Amplification of a DEAD box gene (DDX1) with the MYCN gene in neuroblastomas as a result of cosegregation of sequences flanking the MYCN locus

A DEAD box gene (DDX1) characterized by a motif with a putative RNA helicase was found at elevated levels, with multiple copies, in a neuroblastoma and in some retinoblastoma cell lines in which the MYCN gene was amplified. The present study was aimed at determining whether amplification of the DDX1 gene is critical for human neuroblastomas exhibiting MYCN gene amplification. Extended DNA panels of tumors and cell lines revealed amplification of the DDX1 gene in approximately half of the specimens exhibiting MYCN gene amplification, which is in good agreement with a finding reported recently. Because its profile was similar to that of the cDNA marker G21 and another flanking DNA marker, clone 8, both of which localize outside the core of the amplicon of the MYCN gene, we noted that we could localize the DDX1 gene in relation to the MYCN gene. Utilizing pulsed‐field gel electrophoresis according to a method based on the combinatorial alignment of multiple single digests and a 5.5‐megabase map surrounding the MYCN locus, we mapped the DDX1 gene within a 100 kb region about 400 kb upstream from the MYCN gene, where G21 is localized.
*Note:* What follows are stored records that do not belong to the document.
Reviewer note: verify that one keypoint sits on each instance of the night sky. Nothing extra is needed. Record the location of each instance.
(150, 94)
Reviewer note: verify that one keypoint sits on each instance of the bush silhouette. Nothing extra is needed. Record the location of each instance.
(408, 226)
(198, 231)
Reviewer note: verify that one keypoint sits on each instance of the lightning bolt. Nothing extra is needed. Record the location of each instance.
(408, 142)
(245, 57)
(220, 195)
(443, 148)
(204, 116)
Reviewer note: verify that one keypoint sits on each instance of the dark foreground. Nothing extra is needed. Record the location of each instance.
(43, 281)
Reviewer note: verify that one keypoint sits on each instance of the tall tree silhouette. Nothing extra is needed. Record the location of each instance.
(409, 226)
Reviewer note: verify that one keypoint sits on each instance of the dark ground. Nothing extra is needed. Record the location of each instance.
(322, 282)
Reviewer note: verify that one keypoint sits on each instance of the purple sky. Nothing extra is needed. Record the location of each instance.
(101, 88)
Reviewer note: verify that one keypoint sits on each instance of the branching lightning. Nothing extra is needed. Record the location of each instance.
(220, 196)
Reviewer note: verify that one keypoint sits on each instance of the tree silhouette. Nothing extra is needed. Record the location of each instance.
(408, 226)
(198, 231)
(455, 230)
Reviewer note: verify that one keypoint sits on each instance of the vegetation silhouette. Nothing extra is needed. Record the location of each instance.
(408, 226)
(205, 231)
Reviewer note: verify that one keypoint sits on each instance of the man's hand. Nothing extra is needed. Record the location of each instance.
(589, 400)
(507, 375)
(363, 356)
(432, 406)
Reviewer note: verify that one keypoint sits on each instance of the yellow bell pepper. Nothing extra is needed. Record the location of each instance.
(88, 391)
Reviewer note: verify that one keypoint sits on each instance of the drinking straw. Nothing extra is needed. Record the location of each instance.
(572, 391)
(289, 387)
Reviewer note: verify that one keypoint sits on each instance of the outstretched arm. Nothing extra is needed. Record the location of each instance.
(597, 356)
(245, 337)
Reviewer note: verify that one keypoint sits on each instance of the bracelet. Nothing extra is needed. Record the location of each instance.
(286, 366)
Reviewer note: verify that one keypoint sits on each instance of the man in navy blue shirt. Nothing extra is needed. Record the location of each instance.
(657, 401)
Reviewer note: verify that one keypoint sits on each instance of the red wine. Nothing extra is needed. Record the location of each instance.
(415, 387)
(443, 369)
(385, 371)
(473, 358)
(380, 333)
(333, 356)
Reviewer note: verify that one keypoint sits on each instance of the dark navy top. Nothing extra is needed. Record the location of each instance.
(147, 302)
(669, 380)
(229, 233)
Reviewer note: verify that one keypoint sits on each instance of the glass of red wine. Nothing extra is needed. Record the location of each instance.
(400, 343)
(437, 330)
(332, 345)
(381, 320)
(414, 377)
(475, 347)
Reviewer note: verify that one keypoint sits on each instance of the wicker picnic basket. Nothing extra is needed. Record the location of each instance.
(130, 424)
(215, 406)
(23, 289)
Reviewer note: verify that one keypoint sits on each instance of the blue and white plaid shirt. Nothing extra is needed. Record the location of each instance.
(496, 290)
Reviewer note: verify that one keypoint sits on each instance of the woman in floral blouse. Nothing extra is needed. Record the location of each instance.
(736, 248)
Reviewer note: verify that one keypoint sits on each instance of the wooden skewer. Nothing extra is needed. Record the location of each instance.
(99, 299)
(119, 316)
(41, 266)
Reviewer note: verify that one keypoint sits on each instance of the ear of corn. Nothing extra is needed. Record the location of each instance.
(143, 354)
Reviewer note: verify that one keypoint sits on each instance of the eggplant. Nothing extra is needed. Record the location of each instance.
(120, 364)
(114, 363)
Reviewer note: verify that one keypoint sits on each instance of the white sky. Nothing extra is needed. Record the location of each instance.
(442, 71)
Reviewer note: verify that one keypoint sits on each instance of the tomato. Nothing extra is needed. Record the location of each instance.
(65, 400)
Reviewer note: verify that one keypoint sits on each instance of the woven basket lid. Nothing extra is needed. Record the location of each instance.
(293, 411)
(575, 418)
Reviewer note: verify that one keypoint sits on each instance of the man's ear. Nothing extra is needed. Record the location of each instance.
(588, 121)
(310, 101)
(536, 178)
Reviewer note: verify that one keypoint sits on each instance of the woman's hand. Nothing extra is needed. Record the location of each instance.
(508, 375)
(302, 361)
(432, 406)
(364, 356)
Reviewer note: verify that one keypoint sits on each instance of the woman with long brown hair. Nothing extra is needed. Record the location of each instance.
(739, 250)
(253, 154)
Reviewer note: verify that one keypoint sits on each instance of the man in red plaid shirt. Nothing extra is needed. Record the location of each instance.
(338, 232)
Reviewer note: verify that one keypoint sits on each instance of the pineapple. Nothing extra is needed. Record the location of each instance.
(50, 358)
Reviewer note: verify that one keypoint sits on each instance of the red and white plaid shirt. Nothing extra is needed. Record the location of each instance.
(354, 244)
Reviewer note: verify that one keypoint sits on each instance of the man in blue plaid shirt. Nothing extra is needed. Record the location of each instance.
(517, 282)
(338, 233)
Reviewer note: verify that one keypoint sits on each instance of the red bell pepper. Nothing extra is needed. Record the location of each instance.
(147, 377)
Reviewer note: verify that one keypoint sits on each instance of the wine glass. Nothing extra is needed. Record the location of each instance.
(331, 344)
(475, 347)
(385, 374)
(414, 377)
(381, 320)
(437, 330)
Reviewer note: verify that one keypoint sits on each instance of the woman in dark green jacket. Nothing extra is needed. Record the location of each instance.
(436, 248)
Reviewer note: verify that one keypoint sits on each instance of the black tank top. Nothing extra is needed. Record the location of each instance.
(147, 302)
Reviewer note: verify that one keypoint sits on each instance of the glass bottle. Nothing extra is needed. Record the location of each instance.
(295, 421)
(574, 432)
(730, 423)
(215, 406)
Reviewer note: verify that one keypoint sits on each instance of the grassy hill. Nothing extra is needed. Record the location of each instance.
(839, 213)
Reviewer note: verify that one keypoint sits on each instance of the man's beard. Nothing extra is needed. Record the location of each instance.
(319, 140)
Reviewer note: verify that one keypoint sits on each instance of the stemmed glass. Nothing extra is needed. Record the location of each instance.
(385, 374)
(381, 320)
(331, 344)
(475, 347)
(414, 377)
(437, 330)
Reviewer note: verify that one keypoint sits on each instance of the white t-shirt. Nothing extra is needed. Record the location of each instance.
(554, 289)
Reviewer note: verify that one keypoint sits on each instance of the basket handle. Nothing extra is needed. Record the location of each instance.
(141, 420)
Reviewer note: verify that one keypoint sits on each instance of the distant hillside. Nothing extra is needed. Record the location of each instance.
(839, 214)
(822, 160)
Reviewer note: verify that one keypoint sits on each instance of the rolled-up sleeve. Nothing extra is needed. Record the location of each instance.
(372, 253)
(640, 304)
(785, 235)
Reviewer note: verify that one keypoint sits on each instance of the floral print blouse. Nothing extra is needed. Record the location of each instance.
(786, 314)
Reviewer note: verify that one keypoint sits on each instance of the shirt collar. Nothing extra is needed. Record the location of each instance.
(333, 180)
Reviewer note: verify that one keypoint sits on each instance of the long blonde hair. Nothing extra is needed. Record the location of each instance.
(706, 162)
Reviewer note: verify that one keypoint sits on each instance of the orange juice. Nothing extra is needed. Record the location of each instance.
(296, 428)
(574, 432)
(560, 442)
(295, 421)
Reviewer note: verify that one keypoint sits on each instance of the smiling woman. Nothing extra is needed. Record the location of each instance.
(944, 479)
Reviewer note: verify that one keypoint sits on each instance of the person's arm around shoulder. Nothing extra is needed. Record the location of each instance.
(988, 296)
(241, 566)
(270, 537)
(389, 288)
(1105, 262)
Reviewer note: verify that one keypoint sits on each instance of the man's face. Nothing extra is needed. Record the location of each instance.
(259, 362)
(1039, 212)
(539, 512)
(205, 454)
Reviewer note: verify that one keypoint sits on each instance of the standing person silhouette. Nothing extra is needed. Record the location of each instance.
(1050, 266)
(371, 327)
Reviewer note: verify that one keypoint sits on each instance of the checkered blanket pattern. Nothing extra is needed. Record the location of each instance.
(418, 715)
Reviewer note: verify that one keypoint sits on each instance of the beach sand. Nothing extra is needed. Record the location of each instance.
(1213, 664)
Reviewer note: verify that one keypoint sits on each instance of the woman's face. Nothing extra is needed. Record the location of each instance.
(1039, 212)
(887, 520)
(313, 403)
Further hybridization experiments with both genes, complete sequencing of G21, and its comparison with that of the DDX1 gene eventually confirmed that the DDX1 gene is identical to G21. G21 is a cDNA clone isolated by differential screening of a library from a neuroblastoma cell line, IMR‐32, but its function has not yet been identified. Coamplification of the DDX1 gene with the MYCN gene is a consequence of the segregation of continuous DNA stretches spanning both loci during the amplification process. Genes Chromosom Cancer 15:129–133 (1996). © 1996 Wiley‐Liss, Inc.